Argumentation écrite du procureur général du Canada devant la Cour supérieure du Canada

Partie II - L'ANALYSE CONTEXTUELLE

L'histoire judiciaire de la Loi réglementant les produits du tabac

1) La Cour supérieure du Québec

  1. La LRPT de 1988 fut contestée devant la Cour supérieure du Québec au regard de la liberté d'expression et du partage des pouvoirs. Dans sa requête en jugement déclaratoire d'alors, la demanderesse ITL prétendait qu'en interdisant toute publicité pour le tabac, la loi empêchait les compagnies concernées de communiquer avec leurs consommateurs. Elle prétendait également que la prohibition privait les consommateurs du droit de recevoir des informations « utiles » au sujet des marques de produits du tabac. Le paragraphe 38 de la requête en question indiquait ce qui suit :
  2. « La prohibition de toute publicité canadienne de produits du tabac privera le consommateur canadien de plusieurs renseignements utiles à son choix entre les différentes marques d'un produit qu'il continue d'avoir le droit d'acheter et de fumer; ces renseignements comprennent :

    Les innovations aux différents produits du tabac;

    Les caractéristiques et les qualités de chaque marque et type de produits du tabac;

    Les renseignements permettant de différencier les diverses marques et types de cigarettes, quant à la longueur, la méthode de filtration, la saveur, la concentration, ainsi de suite, la publicité étant seule capable de permettre une telle différenciation; cette différenciation permet aussi au fumeur de rechercher une certaine appartenance, certaines marques et emballages attirant davantage un groupe de fumeurs plutôt qu'un autre, que ce groupe se distingue par l'âge de ses membres, leur sexe, leur auto-perception, leur mode de vie ou autrement;

    L'avertissement que Santé et Bien-être social Canada considère la cigarette nuisible pour la santé. »

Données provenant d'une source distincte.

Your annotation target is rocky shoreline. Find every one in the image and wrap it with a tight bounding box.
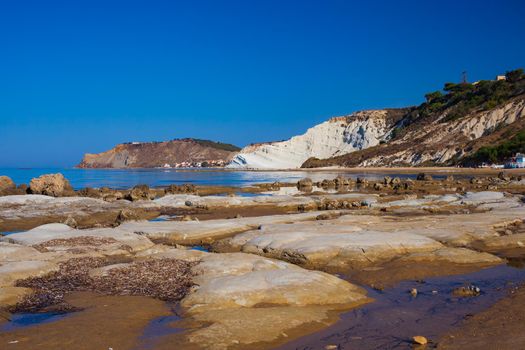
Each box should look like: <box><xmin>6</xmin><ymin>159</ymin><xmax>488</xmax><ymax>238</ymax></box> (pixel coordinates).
<box><xmin>1</xmin><ymin>171</ymin><xmax>525</xmax><ymax>349</ymax></box>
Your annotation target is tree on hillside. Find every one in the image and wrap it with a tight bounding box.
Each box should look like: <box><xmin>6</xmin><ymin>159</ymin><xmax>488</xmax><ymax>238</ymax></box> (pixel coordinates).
<box><xmin>506</xmin><ymin>68</ymin><xmax>524</xmax><ymax>83</ymax></box>
<box><xmin>424</xmin><ymin>91</ymin><xmax>443</xmax><ymax>102</ymax></box>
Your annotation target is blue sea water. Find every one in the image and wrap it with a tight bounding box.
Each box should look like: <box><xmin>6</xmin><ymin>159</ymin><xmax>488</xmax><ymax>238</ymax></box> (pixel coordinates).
<box><xmin>0</xmin><ymin>168</ymin><xmax>426</xmax><ymax>190</ymax></box>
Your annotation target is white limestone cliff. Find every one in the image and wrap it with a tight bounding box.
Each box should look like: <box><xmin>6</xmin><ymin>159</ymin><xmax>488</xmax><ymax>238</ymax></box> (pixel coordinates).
<box><xmin>228</xmin><ymin>110</ymin><xmax>390</xmax><ymax>169</ymax></box>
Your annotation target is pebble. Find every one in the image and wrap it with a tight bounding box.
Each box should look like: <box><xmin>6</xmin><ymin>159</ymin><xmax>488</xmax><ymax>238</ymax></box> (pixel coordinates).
<box><xmin>325</xmin><ymin>345</ymin><xmax>338</xmax><ymax>350</ymax></box>
<box><xmin>412</xmin><ymin>335</ymin><xmax>428</xmax><ymax>345</ymax></box>
<box><xmin>410</xmin><ymin>288</ymin><xmax>418</xmax><ymax>297</ymax></box>
<box><xmin>452</xmin><ymin>285</ymin><xmax>481</xmax><ymax>297</ymax></box>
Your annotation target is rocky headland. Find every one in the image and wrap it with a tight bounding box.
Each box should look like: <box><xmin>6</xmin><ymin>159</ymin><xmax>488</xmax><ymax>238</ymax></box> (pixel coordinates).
<box><xmin>77</xmin><ymin>138</ymin><xmax>240</xmax><ymax>168</ymax></box>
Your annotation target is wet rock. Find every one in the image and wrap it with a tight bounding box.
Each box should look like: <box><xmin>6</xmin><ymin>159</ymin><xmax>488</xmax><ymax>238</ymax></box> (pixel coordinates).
<box><xmin>452</xmin><ymin>285</ymin><xmax>481</xmax><ymax>297</ymax></box>
<box><xmin>334</xmin><ymin>176</ymin><xmax>349</xmax><ymax>187</ymax></box>
<box><xmin>29</xmin><ymin>173</ymin><xmax>74</xmax><ymax>197</ymax></box>
<box><xmin>446</xmin><ymin>175</ymin><xmax>455</xmax><ymax>182</ymax></box>
<box><xmin>125</xmin><ymin>184</ymin><xmax>154</xmax><ymax>201</ymax></box>
<box><xmin>412</xmin><ymin>335</ymin><xmax>428</xmax><ymax>345</ymax></box>
<box><xmin>383</xmin><ymin>176</ymin><xmax>392</xmax><ymax>185</ymax></box>
<box><xmin>320</xmin><ymin>179</ymin><xmax>336</xmax><ymax>189</ymax></box>
<box><xmin>416</xmin><ymin>173</ymin><xmax>432</xmax><ymax>181</ymax></box>
<box><xmin>356</xmin><ymin>177</ymin><xmax>368</xmax><ymax>185</ymax></box>
<box><xmin>373</xmin><ymin>183</ymin><xmax>384</xmax><ymax>191</ymax></box>
<box><xmin>297</xmin><ymin>178</ymin><xmax>313</xmax><ymax>190</ymax></box>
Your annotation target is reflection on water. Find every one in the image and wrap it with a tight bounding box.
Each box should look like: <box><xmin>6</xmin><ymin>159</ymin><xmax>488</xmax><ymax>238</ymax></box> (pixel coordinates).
<box><xmin>0</xmin><ymin>312</ymin><xmax>71</xmax><ymax>332</ymax></box>
<box><xmin>0</xmin><ymin>168</ymin><xmax>438</xmax><ymax>190</ymax></box>
<box><xmin>0</xmin><ymin>231</ymin><xmax>24</xmax><ymax>236</ymax></box>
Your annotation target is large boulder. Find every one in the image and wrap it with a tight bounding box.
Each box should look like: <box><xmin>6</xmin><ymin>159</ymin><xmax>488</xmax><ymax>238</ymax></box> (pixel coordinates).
<box><xmin>29</xmin><ymin>173</ymin><xmax>74</xmax><ymax>197</ymax></box>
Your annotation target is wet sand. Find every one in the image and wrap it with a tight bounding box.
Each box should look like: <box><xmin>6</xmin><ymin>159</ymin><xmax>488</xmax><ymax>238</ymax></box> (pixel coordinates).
<box><xmin>0</xmin><ymin>292</ymin><xmax>173</xmax><ymax>350</ymax></box>
<box><xmin>438</xmin><ymin>282</ymin><xmax>525</xmax><ymax>349</ymax></box>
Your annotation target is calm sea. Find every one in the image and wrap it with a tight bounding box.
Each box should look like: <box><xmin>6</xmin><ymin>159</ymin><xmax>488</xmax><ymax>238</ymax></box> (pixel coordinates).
<box><xmin>0</xmin><ymin>168</ymin><xmax>422</xmax><ymax>190</ymax></box>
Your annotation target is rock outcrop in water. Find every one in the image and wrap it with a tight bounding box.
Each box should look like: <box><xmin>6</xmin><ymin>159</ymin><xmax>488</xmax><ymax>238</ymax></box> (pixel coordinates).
<box><xmin>77</xmin><ymin>138</ymin><xmax>240</xmax><ymax>168</ymax></box>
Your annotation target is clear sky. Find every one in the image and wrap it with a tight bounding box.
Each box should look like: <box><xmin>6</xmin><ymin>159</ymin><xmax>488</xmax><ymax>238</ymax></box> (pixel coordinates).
<box><xmin>1</xmin><ymin>0</ymin><xmax>524</xmax><ymax>167</ymax></box>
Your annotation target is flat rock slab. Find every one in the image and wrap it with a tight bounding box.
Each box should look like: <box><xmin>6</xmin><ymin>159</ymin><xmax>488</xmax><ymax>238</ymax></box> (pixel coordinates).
<box><xmin>332</xmin><ymin>209</ymin><xmax>525</xmax><ymax>246</ymax></box>
<box><xmin>382</xmin><ymin>191</ymin><xmax>519</xmax><ymax>210</ymax></box>
<box><xmin>0</xmin><ymin>242</ymin><xmax>50</xmax><ymax>262</ymax></box>
<box><xmin>0</xmin><ymin>195</ymin><xmax>124</xmax><ymax>220</ymax></box>
<box><xmin>237</xmin><ymin>223</ymin><xmax>443</xmax><ymax>269</ymax></box>
<box><xmin>2</xmin><ymin>223</ymin><xmax>154</xmax><ymax>255</ymax></box>
<box><xmin>149</xmin><ymin>193</ymin><xmax>377</xmax><ymax>209</ymax></box>
<box><xmin>118</xmin><ymin>211</ymin><xmax>346</xmax><ymax>244</ymax></box>
<box><xmin>175</xmin><ymin>251</ymin><xmax>368</xmax><ymax>349</ymax></box>
<box><xmin>0</xmin><ymin>260</ymin><xmax>58</xmax><ymax>287</ymax></box>
<box><xmin>396</xmin><ymin>247</ymin><xmax>502</xmax><ymax>265</ymax></box>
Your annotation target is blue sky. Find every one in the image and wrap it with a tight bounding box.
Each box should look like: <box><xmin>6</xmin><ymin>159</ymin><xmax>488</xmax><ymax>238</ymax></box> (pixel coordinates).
<box><xmin>1</xmin><ymin>0</ymin><xmax>524</xmax><ymax>167</ymax></box>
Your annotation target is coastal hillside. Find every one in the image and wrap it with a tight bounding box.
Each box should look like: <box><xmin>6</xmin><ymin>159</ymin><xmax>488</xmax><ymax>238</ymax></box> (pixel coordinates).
<box><xmin>77</xmin><ymin>138</ymin><xmax>240</xmax><ymax>168</ymax></box>
<box><xmin>229</xmin><ymin>68</ymin><xmax>525</xmax><ymax>169</ymax></box>
<box><xmin>303</xmin><ymin>69</ymin><xmax>525</xmax><ymax>168</ymax></box>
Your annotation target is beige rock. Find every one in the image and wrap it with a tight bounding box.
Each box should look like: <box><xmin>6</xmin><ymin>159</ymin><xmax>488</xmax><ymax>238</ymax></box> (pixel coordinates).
<box><xmin>118</xmin><ymin>211</ymin><xmax>347</xmax><ymax>245</ymax></box>
<box><xmin>134</xmin><ymin>245</ymin><xmax>207</xmax><ymax>262</ymax></box>
<box><xmin>182</xmin><ymin>252</ymin><xmax>368</xmax><ymax>313</ymax></box>
<box><xmin>0</xmin><ymin>260</ymin><xmax>58</xmax><ymax>287</ymax></box>
<box><xmin>29</xmin><ymin>173</ymin><xmax>74</xmax><ymax>197</ymax></box>
<box><xmin>413</xmin><ymin>335</ymin><xmax>428</xmax><ymax>345</ymax></box>
<box><xmin>0</xmin><ymin>286</ymin><xmax>33</xmax><ymax>308</ymax></box>
<box><xmin>2</xmin><ymin>223</ymin><xmax>154</xmax><ymax>255</ymax></box>
<box><xmin>237</xmin><ymin>222</ymin><xmax>443</xmax><ymax>269</ymax></box>
<box><xmin>397</xmin><ymin>247</ymin><xmax>502</xmax><ymax>265</ymax></box>
<box><xmin>186</xmin><ymin>306</ymin><xmax>338</xmax><ymax>350</ymax></box>
<box><xmin>0</xmin><ymin>242</ymin><xmax>49</xmax><ymax>262</ymax></box>
<box><xmin>179</xmin><ymin>252</ymin><xmax>368</xmax><ymax>349</ymax></box>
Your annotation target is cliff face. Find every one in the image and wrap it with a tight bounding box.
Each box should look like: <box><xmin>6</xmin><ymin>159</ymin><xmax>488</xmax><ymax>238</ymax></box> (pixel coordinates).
<box><xmin>227</xmin><ymin>109</ymin><xmax>408</xmax><ymax>169</ymax></box>
<box><xmin>77</xmin><ymin>139</ymin><xmax>239</xmax><ymax>168</ymax></box>
<box><xmin>302</xmin><ymin>97</ymin><xmax>525</xmax><ymax>168</ymax></box>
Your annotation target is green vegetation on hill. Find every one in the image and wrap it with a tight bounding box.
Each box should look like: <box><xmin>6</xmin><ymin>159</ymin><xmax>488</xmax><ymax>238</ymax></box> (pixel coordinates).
<box><xmin>464</xmin><ymin>130</ymin><xmax>525</xmax><ymax>165</ymax></box>
<box><xmin>392</xmin><ymin>68</ymin><xmax>525</xmax><ymax>140</ymax></box>
<box><xmin>191</xmin><ymin>139</ymin><xmax>241</xmax><ymax>152</ymax></box>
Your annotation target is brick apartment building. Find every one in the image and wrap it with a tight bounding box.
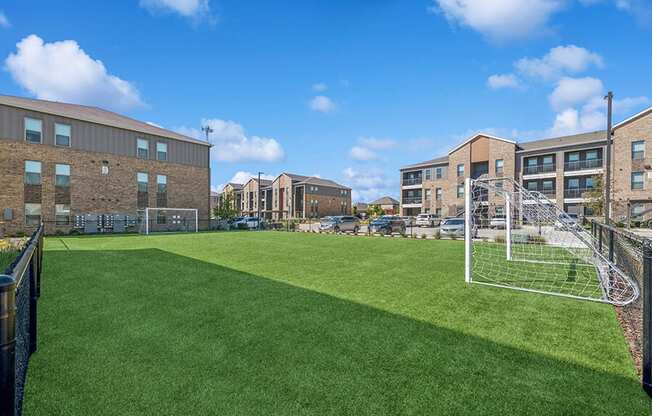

  3. Les paragraphes 45 et 46 de la même requête ajoutaient :
  4. Il ne peut se justifier dans une société libre et démocratique de priver l'individu de tout renseignement qu'il juge pertinent relativement à un produit qu'il a le droit d'acheter et d'utiliser;

    Il ne peut se justifier dans une société libre et démocratique de priver le fumeur de son droit d'avoir accès à tout renseignement qu'il juge utile à son choix parmi les nombreuses marques de cigarettes offertes au Canada.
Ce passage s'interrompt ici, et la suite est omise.